Grizzly Discoveries Inc.
TSX VENTURE : GZD
FRANKFURT : G6H

Grizzly Discoveries Inc.

December 20, 2010 10:31 ET

Grizzly Discoveries Announces Changes to Private Placement

EDMONTON, ALBERTA--(Marketwire - Dec. 20, 2010) - Grizzly Discoveries Inc. (the "Corporation") (TSX VENTURE:GZD) (FRANKFURT:G6H) announces some modifications to the terms of a previously announced non-brokered private placement of flow through units ("FT Units") at a price of $0.35 per FT Unit and non-flow through units ("Units") at a price of $0.30 per Unit for aggregate gross proceeds of up to $1,000,000 (the "Offering").

Each FT Unit will consist of one common share of the Corporation ("Common Share") to be issued as a "flow-through share" pursuant to the Income Tax Act (Canada) and one non-transferable Common Share purchase warrant ("FT Unit Warrant") entitling the holder to acquire one additional non-flow through Common Share at a price of $0.60. Each Non-FT Unit will consist of one Common Share and one non-transferable Common Share purchase warrant ("Non-FT Unit Warrant") entitling the holder to acquire one additional Common Share at a price of $0.50. The FT Unit Warrants and the Non-FT Unit Warrants expire on the earlier of: (a) 30 days following the issuance of a news release by the Corporation that the trading price of the Common Shares on the TSX Venture Exchange is at or greater than $0.80 per Common Share for 10 consecutive trading days; and (b) 24 months from the date of issuance.

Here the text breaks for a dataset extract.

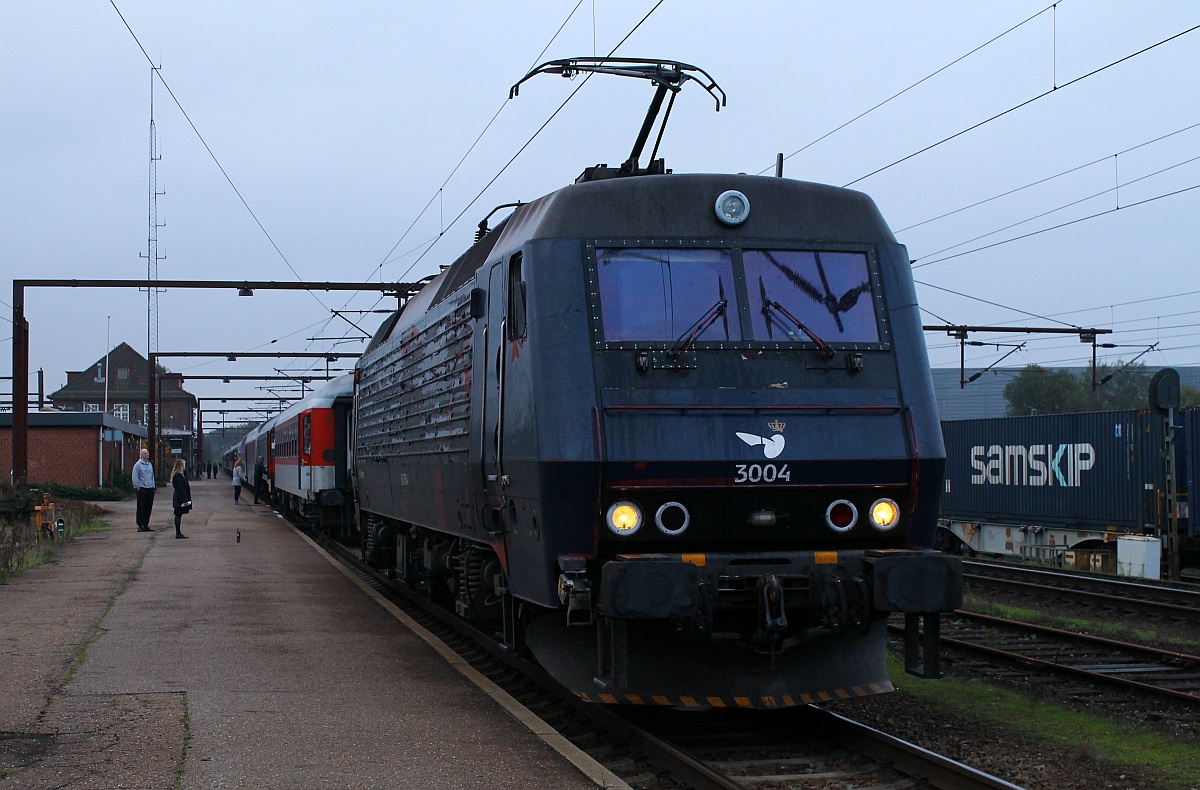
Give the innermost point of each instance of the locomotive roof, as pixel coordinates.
(666, 207)
(682, 207)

The Corporation has agreed to pay a 5% finder ' s fee to a certain subscriber in connection with $700,000 of the Offering plus a due diligence fee equal to 3% of the value of the FT Units sold by them. The Corporation has also granted to the subscriber an option to acquire Units ("Agent Option") equal to 10% of the number of FT Units sold by them in connection with the Offering. The option will have a 2 year term with an exercise price of $0.35 per Unit. Each Unit will consist of a Common Share and a Non-FT Unit Warrant exercisable on the same terms as the Units. The Corporation may also pay finder's fees of 8% in cash and 10% Agent Options to other registered dealers in connection with the remaining $300,000 of the Offering.

The proceeds of the Offering will be used to conduct exploration on the Corporation's Greenwood Gold Project and for general working capital.

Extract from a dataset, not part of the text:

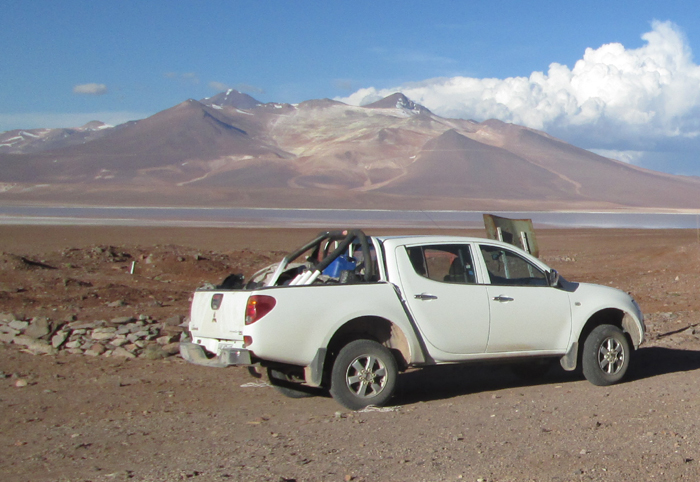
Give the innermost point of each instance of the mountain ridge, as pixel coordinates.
(231, 149)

The FT Units and Units will be subject to resale restrictions and may not be resold until four months and a day after the closing date of the Offering. The Offering is subject to regulatory approvals.

About Grizzly Discoveries Inc.

Grizzly is an aggressive Canadian exploration company focused on exploring for world class gold and base metal deposits in British Columbia, and for diamonds and industrial minerals in Alberta. In British Columbia, Grizzly currently has four precious-base metal properties totaling over 235,000 acres. It currently holds more than 600,000 acres in diamond properties which host diamondiferous kimberlites in the Buffalo Head Hills and Birch Mountains of Alberta. Grizzly has also acquired metallic and industrial mineral permits for potash totaling more than 1.8 million acres along the Saskatchewan-Alberta border.

Grizzly trades on the TSX Venture Exchange under the symbol GZD, with 31,410,302 Common Shares issued and outstanding.

On behalf of the Board

Grizzly Discoveries Inc.

Brian Testo, President

For further information, please visit our website at http://www.grizzlydiscoveries.com or contact Investor Relations.

Forward Looking Statements

This press release includes certain statements that may be deemed to be forward-looking statements. All statements in this press release, other than statements of historical facts that address access to capital, regulatory approvals, exploration drilling, exploitation activities and events or developments that the Corporation expects are forward-looking statements. Although the Corporation believes the expectations expressed in such forward-looking statements are based on reasonable assumptions, such statements are not guarantees of future performance and actual results or developments may differ materially from those in the forward-looking statements. Factors that could cause actual results to differ materially from those in forward-looking statements include market prices, exploitation and exploration successes, continuity of mineralization, uncertainties related to the ability to obtain necessary permits, licenses and title and delays due to third party opposition, changes in government policies regarding mining and natural resource exploration and exploitation, and continued availability of capital and financing, and general economic, market or business conditions. Investors are cautioned that any such statements are not guarantees of future performance and actual results or developments may differ materially form those projected in the forward-looking statements. Readers are cautioned not to place undue reliance on this forward-looking information, which is given as of the date it is expressed in this press release, and the Corporation undertakes no obligation to update publicly or revise any forward-looking information, whether as a result of new information, future events or otherwise, except as required by applicable securities laws. For more information on the Corporation, investors should review the Corporation's continuous disclosure filings that are available at www.sedar.com.

Neither the TSX Venture Exchange nor its Regulation Services Provider (as that term is defined in the policies of the TSX Venture Exchange) accepts responsibility for the adequacy or accuracy of this release.